Keywords: Biochemical recurrence, biomarker, neopterin, prostate cancer, tryptophan degradation


Chronic inflammation plays a crucial role in the development of PCa. Infiltrating immune cells are the major reasons for pro‐inflammatory changes in the prostate microenvironment.1 Moreover, increased production of pro‐inflammatory cytokines like IL‐8 and IL‐6 contributes to PCa progression and to the onset of castration resistance in metastatic disease.2 This could be explained by an activation of different pathways like JAK–STAT3, RAS–RAF–MAPK, and PI3K–AKT3 being responsible for cell proliferation, survival, invasion, and metastasis.1 Therefore, a network of cytokines is essential in the interaction between microenvironment and cancer cells.

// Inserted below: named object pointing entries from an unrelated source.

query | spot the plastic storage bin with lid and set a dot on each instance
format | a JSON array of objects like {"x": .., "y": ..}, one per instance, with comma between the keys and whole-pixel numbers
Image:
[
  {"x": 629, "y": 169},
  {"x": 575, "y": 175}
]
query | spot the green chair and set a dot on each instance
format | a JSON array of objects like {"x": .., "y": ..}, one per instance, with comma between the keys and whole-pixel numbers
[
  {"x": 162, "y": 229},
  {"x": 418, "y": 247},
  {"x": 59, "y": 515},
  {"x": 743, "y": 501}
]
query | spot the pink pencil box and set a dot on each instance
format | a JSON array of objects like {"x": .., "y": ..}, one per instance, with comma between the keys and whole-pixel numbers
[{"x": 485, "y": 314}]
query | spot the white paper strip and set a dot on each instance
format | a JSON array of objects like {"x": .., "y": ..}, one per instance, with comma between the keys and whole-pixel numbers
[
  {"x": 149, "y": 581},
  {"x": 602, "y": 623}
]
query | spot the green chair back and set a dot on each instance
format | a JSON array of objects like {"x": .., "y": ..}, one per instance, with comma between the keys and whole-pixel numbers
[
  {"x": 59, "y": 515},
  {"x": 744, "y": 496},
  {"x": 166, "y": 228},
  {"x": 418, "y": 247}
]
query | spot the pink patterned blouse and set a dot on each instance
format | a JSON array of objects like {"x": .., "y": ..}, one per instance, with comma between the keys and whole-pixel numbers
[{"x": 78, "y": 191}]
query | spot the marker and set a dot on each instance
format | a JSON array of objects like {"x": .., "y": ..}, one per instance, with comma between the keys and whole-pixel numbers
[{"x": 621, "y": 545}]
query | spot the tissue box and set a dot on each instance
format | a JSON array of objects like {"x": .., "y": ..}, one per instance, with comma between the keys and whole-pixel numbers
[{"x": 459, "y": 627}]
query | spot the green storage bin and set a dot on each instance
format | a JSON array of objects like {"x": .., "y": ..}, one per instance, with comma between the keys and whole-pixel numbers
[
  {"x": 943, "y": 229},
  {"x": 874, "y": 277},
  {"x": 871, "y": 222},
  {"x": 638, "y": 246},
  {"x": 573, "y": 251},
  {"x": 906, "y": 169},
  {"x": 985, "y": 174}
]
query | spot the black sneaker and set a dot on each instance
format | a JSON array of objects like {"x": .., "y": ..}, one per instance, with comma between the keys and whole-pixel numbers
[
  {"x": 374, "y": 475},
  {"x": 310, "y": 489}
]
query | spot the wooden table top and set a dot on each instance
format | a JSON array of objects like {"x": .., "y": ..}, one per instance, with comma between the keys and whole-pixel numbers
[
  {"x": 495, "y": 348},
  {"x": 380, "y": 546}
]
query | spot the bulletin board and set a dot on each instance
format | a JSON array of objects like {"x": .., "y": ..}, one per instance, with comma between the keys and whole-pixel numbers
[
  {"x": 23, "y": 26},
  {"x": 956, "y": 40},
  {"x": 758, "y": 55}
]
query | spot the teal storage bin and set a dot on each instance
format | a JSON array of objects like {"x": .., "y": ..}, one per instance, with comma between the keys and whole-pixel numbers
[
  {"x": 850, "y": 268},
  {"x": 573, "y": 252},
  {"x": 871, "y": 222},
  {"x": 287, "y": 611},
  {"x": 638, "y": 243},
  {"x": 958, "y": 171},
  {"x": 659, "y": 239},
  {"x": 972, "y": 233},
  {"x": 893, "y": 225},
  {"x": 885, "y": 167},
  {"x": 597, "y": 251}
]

γ‐Interferon was identified as the most important pro‐inflammatory stimulus for the enzyme GTP‐cyclohydrolase in human monocyte‐derived macrophages and dendritic cells, which induces neopterin production reflecting cellular immune activation.4, 5

As IFN‐γ stimulates several antiproliferative biochemical pathways,6 neopterin turned out to be useful as a potential biomarker of cancer diagnosis and prognosis,7 depending on tumor entitity and stage.8 In parallel, IFN‐γ activates the enzyme IDO, which converts tryptophan to kynurenine, resulting in increased tryptophan breakdown, and subsequently elevated kynurenine‐to‐tryptophan ratio (KTR). Accelerated breakdown of tryptophan and increased production of neopterin were found to parallel the course of different malignant diseases and predicting poor prognosis.9 Moreover, elevated baseline plasma neopterin levels and KTR were associated with a significantly higher risk of developing cancer in the general population.10

However, the diagnostic and prognostic role of IFN‐γ‐induced inflammatory markers focusing on PCa is still unclear. The aim of this pilot study was to determine serum levels of neopterin and tryptophan breakdown in newly diagnosed PCa patients before RP and to test their relation to BCR after RP and prognosis (CSS).

Materials and Methods

This retrospective pilot study was approved by the local ethical committee (study number UN‐3174; AM3174) of the Medical University Innsbruck (Innsbruck, Austria). Informed consent was obtained from all patients included in the study. From a review of several charts from PCa patients treated at our department, 199 patients were enrolled in the study population and separated into three different patient groups to assess the predictive as well as the prognostic role of serum neopterin and tryptophan breakdown. All descriptive and histopathological data of patients were assessed using our prostate biobank database. A flow chart of the study design is shown in Figure 1.

Figure 1.

Figure 1

Flow chart of the study of serum neopterin and tryptophan breakdown in prostate cancer. Measurements of neopterin and tryptophan degradation were carried out at two different time points: prior to transrectal prostate biopsy, and at biochemical recurrence after radical prostatectomy (RP). LND, lymph node dissection.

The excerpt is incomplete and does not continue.